The first BEC was made in 1995 by cooling a cloud of rubidium atoms to near absolute zero and today such condensates are routinely used to study a variety of quantum phenomena. However, few physicists had contemplated making a BEC from the most common boson in the universe – the photon. This is because photons are easily created or destroyed when they interact with other matter, which makes it very difficult to cool a fixed number of photons such that they form a condensate.
But now Martin Weitz and colleagues at the University of Bonn in Germany have devised a way of isolating and cooling photons. Although they cannot capture a fixed number of photons, the number fluctuates around a mean value, allowing the ensemble to be characterized using conventional BEC theory.
Trapped between two mirrors
The team trapped its photons between two concave mirrors that are separated by a maximum of 1.5 µm. This distance (to within an integer number) defines the maximum wavelength – or minimum energy – of a photon that is confined longitudinally within the cavity between the mirrors. The cavity is filled with a dye that is held at room temperature – and, crucially, the thermal energy of the dye is about 1% of the photon energy.
This large energy difference means that it is highly unlikely that additional photons will emerge from the dye, or that the dye will completely absorb a photon. Instead, the photons collide with the dye molecules, giving up or receiving small amounts of energy. These interactions cool the photons to room temperature – which is cold enough to create a photon BEC – while preserving the number of photons.
The team created the BEC by firing a laser into the cavity to fill it with photons. The laser was then kept on throughout the experiment to make up for photons that were lost at the mirrors and imperfections in the cavity. Some of the photons pass through one of the mirrors to a spectrometer, which measures the distribution of photon energies in the cavity. At low laser intensities the cavity contains a broad range of photon energies with a sharp cut-off at the cavity’s minimum energy.
Critical number of photons
When the laser intensity is increased, the number of photons in the cavity rises and the broad distribution endures until the photon number reaches about 60,000. Above this critical value, according to Weitz, the photon gas is dense enough for a BEC to form – much like a liquid drop condensing in a gas.

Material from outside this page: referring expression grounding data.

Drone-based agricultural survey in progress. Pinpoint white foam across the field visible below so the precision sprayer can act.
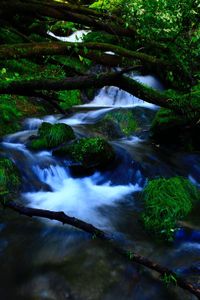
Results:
[47,30,90,43]
[58,108,113,126]
[84,74,163,109]
[24,166,141,227]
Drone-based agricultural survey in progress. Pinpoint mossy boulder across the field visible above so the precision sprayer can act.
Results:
[151,108,188,142]
[53,137,115,169]
[49,21,77,36]
[104,109,138,136]
[89,118,124,140]
[0,158,21,199]
[142,177,200,240]
[151,108,200,151]
[28,122,75,150]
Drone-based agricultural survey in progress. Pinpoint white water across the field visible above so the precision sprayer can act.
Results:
[47,30,90,43]
[84,74,163,109]
[58,108,113,126]
[24,166,141,228]
[23,115,60,130]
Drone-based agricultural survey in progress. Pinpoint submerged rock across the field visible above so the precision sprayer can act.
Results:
[143,177,200,240]
[53,137,115,175]
[28,122,75,150]
[89,109,138,139]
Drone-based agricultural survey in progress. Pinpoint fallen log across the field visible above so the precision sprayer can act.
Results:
[0,70,197,114]
[4,201,200,299]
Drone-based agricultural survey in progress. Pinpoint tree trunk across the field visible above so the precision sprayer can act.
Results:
[0,71,197,114]
[5,202,200,299]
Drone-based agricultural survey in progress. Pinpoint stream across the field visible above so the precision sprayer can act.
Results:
[0,71,200,300]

The team knows that the BEC has formed because a large peak in the photon energy spectrum emerges just above the cut-off energy. This peak corresponds to a large number of photons piling into the lowest energy state of the cavity. As the laser intensity is increased further, the number of photons in the BEC reaches millions.
To convince themselves that the peak is related to a BEC, rather than the cavity behaving like a laser, the researchers repeated the experiment at several different separation distances. They found that the peak always emerged at the same photon density – something that would not be seen in a laser, according to Weitz.
Small effective mass
The cavity has a planar design, which means that the photons are confined to two dimensions. As a result of the longitudinal confinement, they behave as if they are particles with an “effective mass” corresponding to the cut-off energy. This mass is still extremely small, which is why photons will form a BEC at room temperature and don’t need to be cooled to micro-Kelvin temperatures like atoms.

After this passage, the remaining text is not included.